Являясь гражданином и патриотом, писатель живёт заботами своей страны, ходит на выборы и митинги. А будучи космополитом, он может эмигрировать или не любить отечество, не покидая родины. Труженик пера участвует в литературной и политической борьбе, заканчивающейся иногда плачевно, страдает от цензуры, бьётся с критикой, с идейно-эстетическими врагами, радеет друзьям и соратникам, отвоёвывает себе место на Парнасе, тесном, точно в час пик вагон метро, куда иной раз и не впихнёшься…

Все эти события так или иначе находят отражение в его книгах, иногда напрямую, как у Лимонова, который даже не меняет имён и фамилий прототипов. Однажды меня попросили передать ему в Париже впервые выпущенный в СССР роман «Это я, Эдичка». Издатель – поэт Александр Шаталов, впоследствии широковещательно сменивший половую ориентацию, честно меня предупредил:

– Эдуард обязательно поведёт тебя обмывать книжку и напоит, будь осторожен!

– Зачем? – насторожился я.

– Сболтнёшь лишнего, он выведет тебя в новом романе под твоей же фамилией полным идиотом.

– Почему?

– Творческий метод у него такой. По-другому не умеет.

Кстати, этот эпизод я щедро через четверть века «подарил» Геннадию Скорятину, герою моего романа «Любовь в эпоху перемен». Не читали? Напрасно. А вы знаете, что я никогда не придумываю фамилии героев, а беру их у реальных людей, живых или умерших. Фамилию Скорятин я позаимствовал у одной давней сослуживицы, а потом и у Даля прочёл: старинный глагол «скорятиться» означает среднее между «покориться» и «смириться». Но ведь именно такова судьба моего героя! Что это – мистика или особо устроенный слух литератора?

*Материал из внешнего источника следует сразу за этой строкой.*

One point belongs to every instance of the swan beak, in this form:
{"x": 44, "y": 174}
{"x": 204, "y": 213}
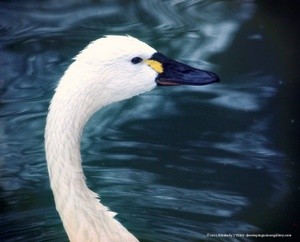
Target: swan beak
{"x": 173, "y": 73}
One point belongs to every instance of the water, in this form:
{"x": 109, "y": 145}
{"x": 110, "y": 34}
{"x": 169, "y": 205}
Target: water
{"x": 175, "y": 163}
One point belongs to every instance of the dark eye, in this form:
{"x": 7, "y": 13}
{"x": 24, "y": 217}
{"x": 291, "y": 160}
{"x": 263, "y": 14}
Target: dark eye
{"x": 136, "y": 60}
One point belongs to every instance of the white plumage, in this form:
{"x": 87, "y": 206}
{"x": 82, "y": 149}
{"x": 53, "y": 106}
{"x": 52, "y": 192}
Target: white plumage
{"x": 103, "y": 73}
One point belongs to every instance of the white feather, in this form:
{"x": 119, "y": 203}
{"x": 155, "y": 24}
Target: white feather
{"x": 101, "y": 74}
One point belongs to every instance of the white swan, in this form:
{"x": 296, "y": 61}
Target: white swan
{"x": 108, "y": 70}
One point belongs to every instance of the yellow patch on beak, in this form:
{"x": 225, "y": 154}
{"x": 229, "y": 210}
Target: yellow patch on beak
{"x": 155, "y": 65}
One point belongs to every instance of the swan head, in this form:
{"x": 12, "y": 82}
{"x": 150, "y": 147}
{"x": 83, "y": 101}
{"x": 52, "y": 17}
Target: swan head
{"x": 120, "y": 67}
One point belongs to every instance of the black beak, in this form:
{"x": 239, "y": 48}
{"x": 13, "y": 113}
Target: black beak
{"x": 175, "y": 73}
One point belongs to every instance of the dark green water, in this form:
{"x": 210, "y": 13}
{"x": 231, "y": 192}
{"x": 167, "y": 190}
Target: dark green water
{"x": 175, "y": 163}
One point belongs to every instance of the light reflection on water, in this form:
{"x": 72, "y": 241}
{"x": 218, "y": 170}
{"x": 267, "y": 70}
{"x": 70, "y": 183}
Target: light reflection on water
{"x": 175, "y": 163}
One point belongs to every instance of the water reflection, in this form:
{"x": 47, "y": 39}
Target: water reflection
{"x": 174, "y": 163}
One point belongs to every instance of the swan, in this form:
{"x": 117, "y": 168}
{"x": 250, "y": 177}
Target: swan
{"x": 108, "y": 70}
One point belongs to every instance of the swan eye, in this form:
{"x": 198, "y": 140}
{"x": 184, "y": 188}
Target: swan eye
{"x": 136, "y": 60}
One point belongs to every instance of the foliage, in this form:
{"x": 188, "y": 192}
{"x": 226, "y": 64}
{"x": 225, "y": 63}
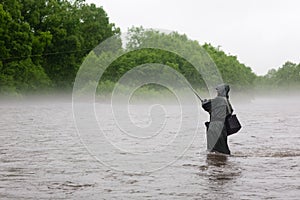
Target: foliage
{"x": 43, "y": 42}
{"x": 286, "y": 77}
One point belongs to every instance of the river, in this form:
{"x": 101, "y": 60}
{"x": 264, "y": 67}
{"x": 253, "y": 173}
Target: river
{"x": 42, "y": 156}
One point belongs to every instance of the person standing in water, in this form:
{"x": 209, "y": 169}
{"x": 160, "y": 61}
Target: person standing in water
{"x": 218, "y": 108}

Многие имена для персонажей позаимствованы мной с надгробных плит. Да-да! Например, Труд Валентинович из романа «Замыслил я побег…» или Суперштейн из комедии «Чемоданчик». Фамилия реального человека, пусть и ушедшего, сообщает вымышленному образу необъяснимый витальный импульс, приближает художника к тому, что я называю «выдуманной правдой». И наоборот: искусственная фамилия делает героя подобным муляжу. Вот вам лишь один из секретов моей надомной творческой лаборатории. Есть и другие…

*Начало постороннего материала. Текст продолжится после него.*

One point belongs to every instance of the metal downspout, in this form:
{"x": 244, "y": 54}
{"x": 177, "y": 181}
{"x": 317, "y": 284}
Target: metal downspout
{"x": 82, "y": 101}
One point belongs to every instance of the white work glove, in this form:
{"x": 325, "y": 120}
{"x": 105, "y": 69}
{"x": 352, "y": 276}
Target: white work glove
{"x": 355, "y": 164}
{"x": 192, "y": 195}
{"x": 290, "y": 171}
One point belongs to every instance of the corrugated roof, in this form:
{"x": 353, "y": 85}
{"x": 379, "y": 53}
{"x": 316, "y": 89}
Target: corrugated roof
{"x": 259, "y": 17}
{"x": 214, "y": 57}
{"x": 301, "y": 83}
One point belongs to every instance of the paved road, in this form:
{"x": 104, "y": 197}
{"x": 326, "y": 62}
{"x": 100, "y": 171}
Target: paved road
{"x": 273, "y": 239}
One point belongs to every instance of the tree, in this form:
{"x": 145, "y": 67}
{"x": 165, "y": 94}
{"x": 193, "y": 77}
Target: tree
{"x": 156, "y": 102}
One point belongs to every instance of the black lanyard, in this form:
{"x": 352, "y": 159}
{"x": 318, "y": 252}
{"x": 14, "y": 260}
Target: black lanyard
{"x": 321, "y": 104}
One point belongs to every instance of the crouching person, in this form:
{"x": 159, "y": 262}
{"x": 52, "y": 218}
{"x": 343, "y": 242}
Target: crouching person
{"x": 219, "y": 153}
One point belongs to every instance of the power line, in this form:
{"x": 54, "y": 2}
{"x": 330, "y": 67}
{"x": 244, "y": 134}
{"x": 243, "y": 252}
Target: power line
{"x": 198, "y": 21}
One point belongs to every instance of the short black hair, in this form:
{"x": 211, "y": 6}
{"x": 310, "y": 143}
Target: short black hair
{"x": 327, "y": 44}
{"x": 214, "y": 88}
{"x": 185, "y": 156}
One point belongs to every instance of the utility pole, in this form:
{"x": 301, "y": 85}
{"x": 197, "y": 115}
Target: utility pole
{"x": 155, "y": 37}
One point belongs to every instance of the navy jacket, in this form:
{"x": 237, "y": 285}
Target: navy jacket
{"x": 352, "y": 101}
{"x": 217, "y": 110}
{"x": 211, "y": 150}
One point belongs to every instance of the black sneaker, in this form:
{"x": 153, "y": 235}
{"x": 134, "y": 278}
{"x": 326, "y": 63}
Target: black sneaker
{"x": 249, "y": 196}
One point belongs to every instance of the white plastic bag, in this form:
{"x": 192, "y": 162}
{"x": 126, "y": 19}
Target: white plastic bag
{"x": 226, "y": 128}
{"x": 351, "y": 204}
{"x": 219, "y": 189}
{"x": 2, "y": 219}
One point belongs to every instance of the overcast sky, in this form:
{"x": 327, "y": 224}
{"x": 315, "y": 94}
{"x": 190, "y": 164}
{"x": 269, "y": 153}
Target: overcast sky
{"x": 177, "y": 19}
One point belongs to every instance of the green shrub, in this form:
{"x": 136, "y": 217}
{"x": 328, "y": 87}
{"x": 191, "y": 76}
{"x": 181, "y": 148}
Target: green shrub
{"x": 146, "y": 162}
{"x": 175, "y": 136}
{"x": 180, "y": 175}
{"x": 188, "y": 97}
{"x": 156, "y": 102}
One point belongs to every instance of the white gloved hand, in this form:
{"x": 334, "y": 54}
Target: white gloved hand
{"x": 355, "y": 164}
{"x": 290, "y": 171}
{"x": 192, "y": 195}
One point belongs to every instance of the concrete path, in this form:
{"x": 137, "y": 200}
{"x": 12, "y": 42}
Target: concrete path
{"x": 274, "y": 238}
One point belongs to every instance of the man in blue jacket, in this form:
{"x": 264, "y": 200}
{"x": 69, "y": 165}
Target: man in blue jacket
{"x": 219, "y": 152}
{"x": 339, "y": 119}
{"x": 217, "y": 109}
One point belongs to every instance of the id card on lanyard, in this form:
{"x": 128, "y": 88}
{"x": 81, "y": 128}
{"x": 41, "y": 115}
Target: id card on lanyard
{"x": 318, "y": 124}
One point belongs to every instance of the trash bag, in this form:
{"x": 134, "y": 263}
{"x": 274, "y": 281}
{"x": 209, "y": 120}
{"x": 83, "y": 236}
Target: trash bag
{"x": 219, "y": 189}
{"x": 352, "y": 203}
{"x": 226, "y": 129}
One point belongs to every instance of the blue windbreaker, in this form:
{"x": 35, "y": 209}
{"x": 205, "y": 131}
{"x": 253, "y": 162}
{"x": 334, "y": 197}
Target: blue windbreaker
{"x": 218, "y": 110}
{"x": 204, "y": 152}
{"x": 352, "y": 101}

Иногда жизненный опыт автора присутствует на страницах произведения в прихотливо изменённом, даже фантастическом виде, как у Булгакова или Владимира Орлова, автора незабвенного «Альтиста Данилова». В таких случаях по книгам реконструировать подлинную судьбу создателя текста довольно трудно. Не уверен, что экскременты в быту Владимира Сорокина и галлюциногенные грибы в интернет-бдениях Виктора Пелевина играют такую же важную роль, как в их сочинениях. Впрочем, авторы вольны в полётах своих фантазий и грёз, если, конечно, их не заносит в сферу психопатологии. Тогда лучше – к врачу. «В ваших стихах мне не хватает сумасшедшинки!» – любил повторять Вадим Сикорский, чей семинар я посещал, будучи начинающим поэтом. Но, когда к нам на обсуждение забрёл реально ненормальный пиит, явно сбежавший с Канатчиковой дачи, Вадим Витальевич пришёл в ужас и не знал, как от него отделаться.

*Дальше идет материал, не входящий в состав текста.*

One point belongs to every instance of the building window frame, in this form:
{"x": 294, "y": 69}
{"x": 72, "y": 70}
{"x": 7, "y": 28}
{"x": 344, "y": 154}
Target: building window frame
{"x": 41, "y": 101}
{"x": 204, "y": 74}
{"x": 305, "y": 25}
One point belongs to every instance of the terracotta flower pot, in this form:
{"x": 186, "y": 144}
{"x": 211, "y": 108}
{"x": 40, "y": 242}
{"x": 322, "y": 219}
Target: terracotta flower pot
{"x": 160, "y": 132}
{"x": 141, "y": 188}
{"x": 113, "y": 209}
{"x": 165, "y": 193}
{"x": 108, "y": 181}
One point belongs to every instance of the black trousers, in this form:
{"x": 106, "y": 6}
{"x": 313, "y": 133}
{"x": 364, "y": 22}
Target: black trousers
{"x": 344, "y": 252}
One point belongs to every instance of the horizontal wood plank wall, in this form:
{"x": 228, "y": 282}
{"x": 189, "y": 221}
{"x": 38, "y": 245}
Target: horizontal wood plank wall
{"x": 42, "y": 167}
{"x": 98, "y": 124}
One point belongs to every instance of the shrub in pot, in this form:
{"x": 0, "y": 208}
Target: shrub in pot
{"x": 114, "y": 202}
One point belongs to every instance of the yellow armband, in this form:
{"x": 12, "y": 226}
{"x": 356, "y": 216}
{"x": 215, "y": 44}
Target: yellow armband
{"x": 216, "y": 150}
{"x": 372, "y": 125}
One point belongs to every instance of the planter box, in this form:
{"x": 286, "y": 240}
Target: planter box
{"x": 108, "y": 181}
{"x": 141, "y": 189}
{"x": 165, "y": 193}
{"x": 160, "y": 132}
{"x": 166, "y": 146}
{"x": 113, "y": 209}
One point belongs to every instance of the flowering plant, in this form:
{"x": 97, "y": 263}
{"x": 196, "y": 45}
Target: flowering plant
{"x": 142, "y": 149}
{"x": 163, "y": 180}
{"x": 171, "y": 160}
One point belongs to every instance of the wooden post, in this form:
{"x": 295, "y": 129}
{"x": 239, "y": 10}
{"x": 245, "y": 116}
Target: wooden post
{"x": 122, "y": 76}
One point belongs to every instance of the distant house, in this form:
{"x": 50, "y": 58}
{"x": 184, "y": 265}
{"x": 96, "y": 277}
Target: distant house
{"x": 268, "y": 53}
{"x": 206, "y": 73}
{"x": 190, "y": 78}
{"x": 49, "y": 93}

Одни писатели рассказывают о годах, проведённых на грешной земле, до такой степени прямо и откровенно, что порой совестно читать. Давний мой литературный знакомец подарил мне как-то свою исповедальную повесть и, позвонив через неделю, спросил:

– Почитал?

– Прочитал.

– Ну, понял теперь, каков я подлец?

– Теперь понял, – подтвердил я, хотя о низких моральных качествах этого сочинителя вся литературная общественность была давно осведомлена и старалась обходить его стороной.

Другие авторы, наоборот, шифруются или выбирают из своего опыта лишь благородные и драгоценные эпизоды. Читая такие книги, чувствуешь себя переночевавшим в кондитерской. Подобная самоочистка была характерна для советской эпохи. Ну в самом деле, мог ли лауреат Ленинской премии, видный лермонтовед И. А. (не путать с осликом, другом Винни Пуха) признаться в своих мемуарах, что писал доносы на коллег? А ведь будучи опытным поисковиком, открывшим в архивах множество литературных тайн, он явно догадывался, что когда-нибудь исследователи докопаются до этих мрачных эпизодов его биографии, ведь доносы, как и рукописи, не горят. Интересно, как ему спалось, этому телевизионному златоусту? Не заходили к нему в сны несчастные оболганные соратники «в широких шляпах, в длинных сюртуках»?

Зато теперь у нас «в тренде и бренде» саморазоблачения, выпячивание внутренних мерзостей и тошнотворная концентрация негатива, столь ценимая экспертами премиальных ареопагов, особенно если всё это касается страны проживания – России. На иных почётных дипломах я бы так и писал: «Каков подлец!» Причём это относилось бы и к лауреату, и к председателю жюри.

А вот другой случай. Один известный писатель был женат на очень строгой бдительной даме, поэтому в своих толстых романах он обходился вообще без эротических сцен, к которым и жена, и советская власть относились резко отрицательно. Когда же автор умер, в его рукописях нашли десятки глав, не включённых в опубликованные версии. Потаённые страницы живописали постельные эпизоды с такой профессиональной разнузданностью, что вдова, она же председатель комиссии по наследию покойного, упала в обморок от огорчения, ведь за сорок лет брака несчастная так и не узнала мужа с этой упоительной стороны. Специалисты же ахнули и заявили: если бы он в своё время не побоялся вынести заветные главы на суд читателей, хотя бы в рукописи, пущенной по рукам, то прославился бы среди современников как Боккаччо наших дней. Но теперь, увы, поезд ушёл, рельсы убрали, а эротикой современного читателя поразить так же трудно, как танк резиновой пулей.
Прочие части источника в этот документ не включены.